When the iPrEx results were announced, CDC immediately provided initial cautions for anyone considering using PrEP, followed by more detailed interim clinical guidance for physicians electing to provide PrEP for HIV prevention among high-risk gay and bisexual men. For details, see CDC resources (available at www.cdc.gov/hiv/prep).
The next step is developing formal U.S. Public Health Service guidelines for PrEP, which CDC will lead in collaboration with other federal health agencies. The guidelines will be based on a full review of trial data and other research, and will incorporate input from providers, HIV prevention partners, and affected communities. The guidelines will help ensure both physicians and MSM considering PrEP have accurate information to guide decisions.
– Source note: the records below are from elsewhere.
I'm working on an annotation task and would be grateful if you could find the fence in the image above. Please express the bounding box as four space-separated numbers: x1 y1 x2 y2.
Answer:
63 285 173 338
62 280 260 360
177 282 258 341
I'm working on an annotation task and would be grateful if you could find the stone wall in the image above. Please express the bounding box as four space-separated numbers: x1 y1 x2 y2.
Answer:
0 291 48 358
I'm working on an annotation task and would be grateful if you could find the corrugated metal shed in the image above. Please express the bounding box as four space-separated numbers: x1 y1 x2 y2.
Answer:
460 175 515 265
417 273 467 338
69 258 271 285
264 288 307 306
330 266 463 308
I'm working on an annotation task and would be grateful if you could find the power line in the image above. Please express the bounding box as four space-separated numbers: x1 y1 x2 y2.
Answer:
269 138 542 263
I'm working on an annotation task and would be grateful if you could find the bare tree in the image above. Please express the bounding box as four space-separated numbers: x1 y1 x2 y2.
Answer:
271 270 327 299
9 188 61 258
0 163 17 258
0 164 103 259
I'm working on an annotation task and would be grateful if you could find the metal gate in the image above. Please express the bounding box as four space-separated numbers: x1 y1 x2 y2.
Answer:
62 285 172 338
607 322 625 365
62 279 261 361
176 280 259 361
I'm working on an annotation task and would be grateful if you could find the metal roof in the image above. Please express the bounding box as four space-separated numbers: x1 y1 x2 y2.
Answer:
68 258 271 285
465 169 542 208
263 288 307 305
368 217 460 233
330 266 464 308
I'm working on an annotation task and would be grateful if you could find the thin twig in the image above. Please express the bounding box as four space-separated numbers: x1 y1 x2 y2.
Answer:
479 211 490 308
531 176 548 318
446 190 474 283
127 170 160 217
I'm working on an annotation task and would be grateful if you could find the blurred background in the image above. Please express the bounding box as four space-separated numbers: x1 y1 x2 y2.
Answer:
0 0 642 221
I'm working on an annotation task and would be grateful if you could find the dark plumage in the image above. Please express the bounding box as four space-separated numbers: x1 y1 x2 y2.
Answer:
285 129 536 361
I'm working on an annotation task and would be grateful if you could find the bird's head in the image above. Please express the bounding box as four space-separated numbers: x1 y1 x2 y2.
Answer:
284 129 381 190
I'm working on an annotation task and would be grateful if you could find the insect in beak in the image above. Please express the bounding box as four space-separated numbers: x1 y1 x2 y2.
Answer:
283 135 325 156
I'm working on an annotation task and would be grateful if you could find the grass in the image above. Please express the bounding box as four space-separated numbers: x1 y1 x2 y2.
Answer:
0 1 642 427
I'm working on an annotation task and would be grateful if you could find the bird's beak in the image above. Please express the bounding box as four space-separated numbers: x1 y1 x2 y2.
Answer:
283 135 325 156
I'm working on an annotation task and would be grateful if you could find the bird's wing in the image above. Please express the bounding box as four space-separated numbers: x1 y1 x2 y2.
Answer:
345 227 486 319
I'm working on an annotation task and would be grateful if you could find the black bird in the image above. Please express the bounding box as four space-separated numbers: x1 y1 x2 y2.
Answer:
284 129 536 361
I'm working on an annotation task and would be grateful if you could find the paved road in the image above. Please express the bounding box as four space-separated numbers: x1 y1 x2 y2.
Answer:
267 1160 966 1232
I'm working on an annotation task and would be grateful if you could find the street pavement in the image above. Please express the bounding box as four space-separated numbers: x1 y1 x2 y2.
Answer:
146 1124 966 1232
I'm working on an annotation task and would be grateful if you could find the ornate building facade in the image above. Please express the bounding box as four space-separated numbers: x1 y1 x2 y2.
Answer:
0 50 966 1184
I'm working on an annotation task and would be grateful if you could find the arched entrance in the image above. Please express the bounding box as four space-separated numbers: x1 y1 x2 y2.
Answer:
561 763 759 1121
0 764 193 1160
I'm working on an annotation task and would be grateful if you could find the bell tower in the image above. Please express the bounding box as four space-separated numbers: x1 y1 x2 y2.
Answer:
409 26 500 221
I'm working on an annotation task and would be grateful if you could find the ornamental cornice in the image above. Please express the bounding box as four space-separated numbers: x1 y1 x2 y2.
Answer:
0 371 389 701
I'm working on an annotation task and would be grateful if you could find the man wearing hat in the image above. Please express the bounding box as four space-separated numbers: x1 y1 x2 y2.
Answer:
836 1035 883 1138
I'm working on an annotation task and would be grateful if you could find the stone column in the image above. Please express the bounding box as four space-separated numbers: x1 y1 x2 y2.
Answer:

In addition to developing public health guidelines, CDC will be implementing a range of activities to promote the effective and strategic use of PrEP in the U.S., such as adapting national HIV surveillance systems to help evaluate the use and impact of PrEP, developing updated risk reduction messages for MSM that address PrEP and other proven HIV prevention strategies, and examining the costs, impact, and cost-effectiveness of PrEP compared to and in combination with other interventions.
CDC has also identified other activities that could help address remaining research questions and is currently exploring all avenues to identify resources to support them. Key among these is the need for demonstration projects in clinics serving MSM to assess feasibility, acceptability, and the impact of PrEP in real-world settings.
As results from PrEP efficacy trials among injection drug users and heterosexuals become available, CDC will evaluate the study findings and determine appropriate next steps for PrEP implementation among those populations.